Süddeutsche Zeitung

Isarvorstadt:Kapuzinerstraße: Polizisten haben zehn Schüsse abgegeben

Lesezeit: 3 min

Von Martin Bernstein

Die Schießerei am Donnerstag in der Isarvorstadt war offenbar weit dramatischer und auch gefährlicher, als zunächst bekannt wurde. Bei der Festnahme des Mannes, der mehrere Menschen mit einer Schere bedroht hatte, gaben Polizisten zehn Schüsse ab. "Drei bis fünf Schüsse" trafen nach Angaben von Kriminaloberrat Markus Kraus den Mann in Beine und Bauch. Entgegen ersten Berichten der Polizei wurde der 26-Jährige dabei doch lebensgefährlich verletzt. Er musste notoperiert werden.
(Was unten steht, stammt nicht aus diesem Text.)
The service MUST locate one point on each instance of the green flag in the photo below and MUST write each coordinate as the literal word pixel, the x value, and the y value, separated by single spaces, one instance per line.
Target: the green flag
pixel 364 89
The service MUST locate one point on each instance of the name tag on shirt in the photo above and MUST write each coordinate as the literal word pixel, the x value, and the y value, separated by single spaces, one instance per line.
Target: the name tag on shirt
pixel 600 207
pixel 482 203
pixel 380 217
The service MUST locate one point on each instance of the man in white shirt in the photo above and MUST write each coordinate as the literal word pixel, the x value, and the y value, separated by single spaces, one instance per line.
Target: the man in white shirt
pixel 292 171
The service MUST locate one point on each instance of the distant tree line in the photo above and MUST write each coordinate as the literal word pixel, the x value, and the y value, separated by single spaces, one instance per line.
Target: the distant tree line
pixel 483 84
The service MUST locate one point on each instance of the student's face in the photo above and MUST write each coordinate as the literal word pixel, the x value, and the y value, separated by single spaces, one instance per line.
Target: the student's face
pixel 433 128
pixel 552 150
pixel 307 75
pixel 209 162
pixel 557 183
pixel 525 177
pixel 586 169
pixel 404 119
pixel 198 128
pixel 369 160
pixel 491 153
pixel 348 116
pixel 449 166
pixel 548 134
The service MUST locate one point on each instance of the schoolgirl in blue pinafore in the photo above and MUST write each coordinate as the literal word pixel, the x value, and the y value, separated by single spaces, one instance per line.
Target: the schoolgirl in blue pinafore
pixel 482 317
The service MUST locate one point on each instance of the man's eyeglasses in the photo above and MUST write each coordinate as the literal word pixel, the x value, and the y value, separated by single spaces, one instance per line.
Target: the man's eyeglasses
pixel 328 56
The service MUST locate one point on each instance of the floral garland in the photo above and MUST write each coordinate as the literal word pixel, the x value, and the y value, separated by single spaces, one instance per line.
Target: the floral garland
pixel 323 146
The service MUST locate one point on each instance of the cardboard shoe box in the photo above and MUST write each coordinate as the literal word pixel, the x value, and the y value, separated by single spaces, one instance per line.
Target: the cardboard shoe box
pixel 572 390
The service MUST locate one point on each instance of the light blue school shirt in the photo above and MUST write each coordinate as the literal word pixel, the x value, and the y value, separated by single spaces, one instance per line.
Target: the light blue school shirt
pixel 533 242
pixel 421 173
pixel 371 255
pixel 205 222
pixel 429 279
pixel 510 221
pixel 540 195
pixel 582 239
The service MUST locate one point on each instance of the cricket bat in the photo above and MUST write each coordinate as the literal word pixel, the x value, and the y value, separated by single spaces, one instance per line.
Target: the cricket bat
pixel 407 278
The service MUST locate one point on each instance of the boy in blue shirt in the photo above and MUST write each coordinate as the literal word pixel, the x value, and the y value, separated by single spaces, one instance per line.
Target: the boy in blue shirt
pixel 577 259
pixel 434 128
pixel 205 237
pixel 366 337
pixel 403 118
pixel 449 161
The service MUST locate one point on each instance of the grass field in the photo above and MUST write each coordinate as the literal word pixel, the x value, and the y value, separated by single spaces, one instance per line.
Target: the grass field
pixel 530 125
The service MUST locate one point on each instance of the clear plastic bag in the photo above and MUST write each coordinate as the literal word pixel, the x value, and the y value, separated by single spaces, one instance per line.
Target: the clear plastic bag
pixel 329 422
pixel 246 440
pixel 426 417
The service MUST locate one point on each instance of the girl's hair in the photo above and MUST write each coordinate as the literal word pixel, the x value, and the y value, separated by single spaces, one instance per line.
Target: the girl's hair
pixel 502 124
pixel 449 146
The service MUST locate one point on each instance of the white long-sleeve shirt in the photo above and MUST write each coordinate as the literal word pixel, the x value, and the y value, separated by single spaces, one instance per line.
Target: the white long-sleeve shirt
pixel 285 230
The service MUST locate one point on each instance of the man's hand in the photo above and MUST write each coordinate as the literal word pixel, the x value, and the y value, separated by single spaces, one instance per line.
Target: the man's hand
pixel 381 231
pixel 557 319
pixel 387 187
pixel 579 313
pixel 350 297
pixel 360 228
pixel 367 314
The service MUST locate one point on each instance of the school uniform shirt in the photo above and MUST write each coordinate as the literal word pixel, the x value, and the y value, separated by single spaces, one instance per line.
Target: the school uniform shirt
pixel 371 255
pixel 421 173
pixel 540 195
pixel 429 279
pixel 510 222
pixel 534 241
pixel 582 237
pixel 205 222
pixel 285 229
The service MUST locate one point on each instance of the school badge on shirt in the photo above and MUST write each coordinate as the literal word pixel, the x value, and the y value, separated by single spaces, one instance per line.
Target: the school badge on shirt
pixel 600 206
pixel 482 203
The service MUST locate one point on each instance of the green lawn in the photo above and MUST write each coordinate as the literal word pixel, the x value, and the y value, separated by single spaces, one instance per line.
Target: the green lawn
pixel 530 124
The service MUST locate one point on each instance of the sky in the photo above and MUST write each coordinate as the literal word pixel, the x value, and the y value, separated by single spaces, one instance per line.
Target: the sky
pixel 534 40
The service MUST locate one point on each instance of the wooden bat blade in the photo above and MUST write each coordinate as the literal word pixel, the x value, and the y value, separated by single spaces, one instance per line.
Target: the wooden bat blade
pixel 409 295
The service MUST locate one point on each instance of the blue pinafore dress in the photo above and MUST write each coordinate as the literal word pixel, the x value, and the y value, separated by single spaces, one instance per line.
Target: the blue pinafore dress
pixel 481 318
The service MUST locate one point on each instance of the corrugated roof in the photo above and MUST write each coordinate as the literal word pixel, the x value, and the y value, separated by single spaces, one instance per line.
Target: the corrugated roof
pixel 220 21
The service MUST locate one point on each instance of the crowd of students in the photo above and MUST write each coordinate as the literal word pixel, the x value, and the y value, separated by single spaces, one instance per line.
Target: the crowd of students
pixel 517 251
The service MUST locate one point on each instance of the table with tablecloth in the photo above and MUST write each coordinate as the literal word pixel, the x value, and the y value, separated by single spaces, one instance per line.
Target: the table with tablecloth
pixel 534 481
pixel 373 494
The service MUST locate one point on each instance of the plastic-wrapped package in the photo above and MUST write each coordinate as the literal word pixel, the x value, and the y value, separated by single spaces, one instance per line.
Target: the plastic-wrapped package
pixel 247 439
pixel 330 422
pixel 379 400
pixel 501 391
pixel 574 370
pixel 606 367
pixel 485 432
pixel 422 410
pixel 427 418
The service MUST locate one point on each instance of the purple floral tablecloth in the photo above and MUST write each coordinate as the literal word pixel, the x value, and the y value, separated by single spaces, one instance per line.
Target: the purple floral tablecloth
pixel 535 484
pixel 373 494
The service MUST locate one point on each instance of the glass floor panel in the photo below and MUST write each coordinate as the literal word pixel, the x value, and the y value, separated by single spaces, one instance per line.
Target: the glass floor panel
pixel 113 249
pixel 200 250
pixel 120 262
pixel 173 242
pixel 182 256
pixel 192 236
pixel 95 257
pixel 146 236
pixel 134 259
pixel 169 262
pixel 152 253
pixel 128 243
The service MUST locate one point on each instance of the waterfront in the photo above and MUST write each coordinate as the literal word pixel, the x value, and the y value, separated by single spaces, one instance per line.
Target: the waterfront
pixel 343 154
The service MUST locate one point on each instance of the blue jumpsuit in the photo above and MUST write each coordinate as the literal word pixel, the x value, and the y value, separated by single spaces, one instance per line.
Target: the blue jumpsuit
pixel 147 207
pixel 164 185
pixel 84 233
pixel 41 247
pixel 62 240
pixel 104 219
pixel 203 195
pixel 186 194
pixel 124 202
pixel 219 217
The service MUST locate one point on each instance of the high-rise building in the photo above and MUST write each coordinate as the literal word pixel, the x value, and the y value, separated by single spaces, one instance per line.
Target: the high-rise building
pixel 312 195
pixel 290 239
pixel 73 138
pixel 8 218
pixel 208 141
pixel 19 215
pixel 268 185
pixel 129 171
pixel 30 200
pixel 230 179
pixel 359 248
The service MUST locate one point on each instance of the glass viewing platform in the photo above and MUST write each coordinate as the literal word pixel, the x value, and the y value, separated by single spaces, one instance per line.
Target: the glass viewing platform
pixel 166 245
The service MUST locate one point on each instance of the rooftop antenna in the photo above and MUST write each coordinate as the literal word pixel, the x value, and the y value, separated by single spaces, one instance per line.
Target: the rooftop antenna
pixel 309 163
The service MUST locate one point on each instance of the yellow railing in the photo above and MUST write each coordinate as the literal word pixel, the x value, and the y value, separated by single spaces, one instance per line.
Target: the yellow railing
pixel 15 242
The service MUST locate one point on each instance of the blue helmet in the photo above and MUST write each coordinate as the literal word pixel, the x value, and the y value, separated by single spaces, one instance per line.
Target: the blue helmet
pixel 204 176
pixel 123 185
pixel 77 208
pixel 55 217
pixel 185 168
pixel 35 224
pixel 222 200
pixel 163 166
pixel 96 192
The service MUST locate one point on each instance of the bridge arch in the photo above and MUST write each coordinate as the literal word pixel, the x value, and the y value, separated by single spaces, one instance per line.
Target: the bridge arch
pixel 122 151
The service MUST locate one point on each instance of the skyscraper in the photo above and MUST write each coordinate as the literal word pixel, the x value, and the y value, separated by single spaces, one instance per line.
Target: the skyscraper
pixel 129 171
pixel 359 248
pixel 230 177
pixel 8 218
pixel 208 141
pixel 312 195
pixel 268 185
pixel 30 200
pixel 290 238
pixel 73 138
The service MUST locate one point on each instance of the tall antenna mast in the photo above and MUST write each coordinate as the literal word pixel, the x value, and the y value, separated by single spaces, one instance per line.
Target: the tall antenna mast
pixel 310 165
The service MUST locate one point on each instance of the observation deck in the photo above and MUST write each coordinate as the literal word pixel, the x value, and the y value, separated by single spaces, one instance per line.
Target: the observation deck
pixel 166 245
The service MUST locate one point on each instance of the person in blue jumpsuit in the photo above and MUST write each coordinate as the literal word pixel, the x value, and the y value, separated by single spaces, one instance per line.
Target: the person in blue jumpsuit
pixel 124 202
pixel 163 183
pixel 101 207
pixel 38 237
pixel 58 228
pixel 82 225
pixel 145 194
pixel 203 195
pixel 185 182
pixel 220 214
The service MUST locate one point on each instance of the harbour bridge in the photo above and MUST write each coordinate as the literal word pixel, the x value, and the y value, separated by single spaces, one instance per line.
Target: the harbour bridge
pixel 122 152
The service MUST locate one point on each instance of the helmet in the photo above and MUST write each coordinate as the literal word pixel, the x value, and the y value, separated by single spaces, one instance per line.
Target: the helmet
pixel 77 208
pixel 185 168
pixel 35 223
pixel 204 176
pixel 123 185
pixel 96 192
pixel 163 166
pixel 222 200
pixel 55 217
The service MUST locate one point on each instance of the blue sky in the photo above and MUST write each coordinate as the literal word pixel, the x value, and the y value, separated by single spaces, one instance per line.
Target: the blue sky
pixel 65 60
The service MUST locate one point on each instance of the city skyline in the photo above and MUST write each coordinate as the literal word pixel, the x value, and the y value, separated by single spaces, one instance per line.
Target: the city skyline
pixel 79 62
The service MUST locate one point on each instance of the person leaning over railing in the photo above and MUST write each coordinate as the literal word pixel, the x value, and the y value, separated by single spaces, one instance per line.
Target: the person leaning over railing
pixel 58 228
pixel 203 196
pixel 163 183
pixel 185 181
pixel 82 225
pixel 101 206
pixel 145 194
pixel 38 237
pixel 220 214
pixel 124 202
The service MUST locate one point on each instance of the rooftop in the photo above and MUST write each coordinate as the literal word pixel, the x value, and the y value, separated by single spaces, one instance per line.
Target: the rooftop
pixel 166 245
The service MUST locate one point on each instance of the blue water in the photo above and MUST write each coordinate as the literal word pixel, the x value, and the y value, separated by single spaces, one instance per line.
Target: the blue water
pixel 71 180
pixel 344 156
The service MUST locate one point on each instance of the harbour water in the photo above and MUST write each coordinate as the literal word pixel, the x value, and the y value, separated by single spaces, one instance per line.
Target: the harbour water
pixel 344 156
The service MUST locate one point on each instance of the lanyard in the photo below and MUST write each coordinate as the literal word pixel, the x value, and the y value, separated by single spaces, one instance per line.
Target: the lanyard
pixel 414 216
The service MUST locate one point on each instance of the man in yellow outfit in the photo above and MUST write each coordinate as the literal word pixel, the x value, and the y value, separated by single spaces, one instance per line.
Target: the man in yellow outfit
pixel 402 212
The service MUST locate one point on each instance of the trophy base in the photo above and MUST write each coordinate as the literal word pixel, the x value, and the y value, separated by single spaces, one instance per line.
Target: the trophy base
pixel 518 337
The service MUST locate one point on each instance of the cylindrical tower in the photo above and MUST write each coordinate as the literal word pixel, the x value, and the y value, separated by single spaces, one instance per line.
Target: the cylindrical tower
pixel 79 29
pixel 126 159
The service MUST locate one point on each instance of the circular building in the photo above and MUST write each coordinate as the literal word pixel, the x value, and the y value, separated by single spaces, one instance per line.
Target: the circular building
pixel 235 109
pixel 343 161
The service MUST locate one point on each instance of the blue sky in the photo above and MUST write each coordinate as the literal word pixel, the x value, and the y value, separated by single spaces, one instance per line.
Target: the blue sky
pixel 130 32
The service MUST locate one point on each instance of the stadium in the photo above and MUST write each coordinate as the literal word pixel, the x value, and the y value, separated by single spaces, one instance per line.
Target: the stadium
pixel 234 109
Nach Auskunft von Oberstaatsanwalt Thomas Steinkraus-Koch ist der Verletzte inzwischen außer Lebensgefahr. Vermutlich sei jedoch eine weitere Operation nötig, weswegen der 26-Jährige sediert werde und nicht vernehmungsfähig sei. Eine Entscheidung darüber, ob ein Haftbefehl wegen versuchter gefährlicher Körperverletzung oder aber die Unterbringung in einer psychiatrischen Einrichtung beantragt wird, will die Staatsanwaltschaft München I erst nach der Vernehmung des Mannes fällen.

Was den gebürtigen Münchner mit italienischem Pass dazu bewog, eine Schere einzustecken, damit vom Kaiser-Ludwig-Platz in die Kapuzinerstraße zu laufen und Passanten zu bedrohen sowie Polizisten anzugreifen, ist laut Ludwig Waldinger, Pressesprecher des Landeskriminalamts (LKA), völlig offen. Fest steht, dass der Mann in einer psychiatrisch betreuten Wohngemeinschaft auf der Schwanthalerhöhe lebte.

Es gebe Hinweise darauf, dass sich die psychische Erkrankung des jungen Mannes in letzter Zeit verschlimmert habe, sagt Steinkraus-Koch. Der arbeitslose Lackierer beging in der Vergangenheit Vermögensdelikte, Sachbeschädigungen und Verstöße gegen das Betäubungsmittelgesetz. Ob er am Donnerstagnachmittag unter Drogeneinfluss stand, konnte Kraus nicht sagen.

Einiges Aufsehen hatte zwischenzeitlich eine Meldung erregt, dass der 26-Jährige mehrfach Kontakte zu Mitgliedern der salafistischen Szene gehabt haben soll. Dem Staatsschutz liegen dazu aber keine Erkenntnisse vor. Laut Steinkraus-Koch hatte der Mann kürzlich bei einer Polizeikontrolle erklärt, er sei im vergangenen Jahr zum Islam konvertiert. Entsprechendes Material hätten die Ermittler auch in seiner Wohnung gefunden. Es gibt nach Angaben von Polizeisprecher Marcus da Gloria Martins jedoch keine Hinweise darauf, dass die Tat religiös motiviert gewesen sei. Laut Zeugen hatte der Mann einen verwirrten Eindruck gemacht.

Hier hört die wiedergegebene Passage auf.